Michael: The second time that we attended a performance by Genesis, at the Berkeley Community Theatre, was quite different from the first time that we saw them, at Winterland, but both performances were utterly amazing. The primary difference was that, between March of 1974 and January of 1975, Genesis had started to receive airplay on FM radio in the Bay Area, and as a result, their music had gained more fans. Berkeley Community Theatre was a better venue for Genesis than Winterland, being more suited to their highbrow style of prog rock, and it proved to be a favorable setting for their stunning production of The Lamb Lies Down on Broadway.
When we saw Genesis at Winterland in 1974, the turnout there had been fairly weak, and most of those in the audience had seemed a bit uncertain of what to think in regard to Peter Gabriel and his English eccentricities.
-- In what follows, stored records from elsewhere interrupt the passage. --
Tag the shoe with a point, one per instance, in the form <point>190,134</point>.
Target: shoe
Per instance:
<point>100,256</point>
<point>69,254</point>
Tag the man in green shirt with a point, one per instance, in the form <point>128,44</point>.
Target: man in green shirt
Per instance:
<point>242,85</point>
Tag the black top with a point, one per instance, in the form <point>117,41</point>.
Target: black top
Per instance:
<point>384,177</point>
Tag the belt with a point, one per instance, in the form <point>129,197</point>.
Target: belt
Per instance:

In Berkeley, in 1975, the crowd was much bigger and more excited, and they clearly were there to see Peter Gabriel, who then was starting to become a famous name. Actually, it apparently was Peter Gabriel's broad ambition as a performer that finally prompted his departure from the band. It seemed that he could no longer commit himself to working within the framework of Genesis.
At the beginning of the evening, Peter Gabriel came across as a tough character, prowling the stage with a hard look on his face, as if he was trying out for a part in West Side Story. He brought Rael to life in a strong manner that was ardently physical and brightly compelling. The eye-catching trick in which he somehow appeared to be on either side of the stage at the same instant was especially impressive. The singular talent of Peter Gabriel was, inevitably and necessarily, at the forefront throughout the duration of the performance, but the collective musicianship of Tony Banks, Mike Rutherford, Steve Hackett, and Phil Collins also was outstanding.
It was an unusual concert that stands out clearly in my memory, filled with varied elements (lights, props, etc.) that were strikingly effective and ahead of their time. Performances of rock'n'roll in a grand mode are more frequent nowadays, but it was new and different in 1975. After the performance, at the stage door, we met the musicians, along with (if I am remembering it correctly) their wives and several small children, who apparently had come on tour with them. They were even less forthcoming than they had been on the first occasion that we met them, at Winterland, perhaps because of their wives and children being there.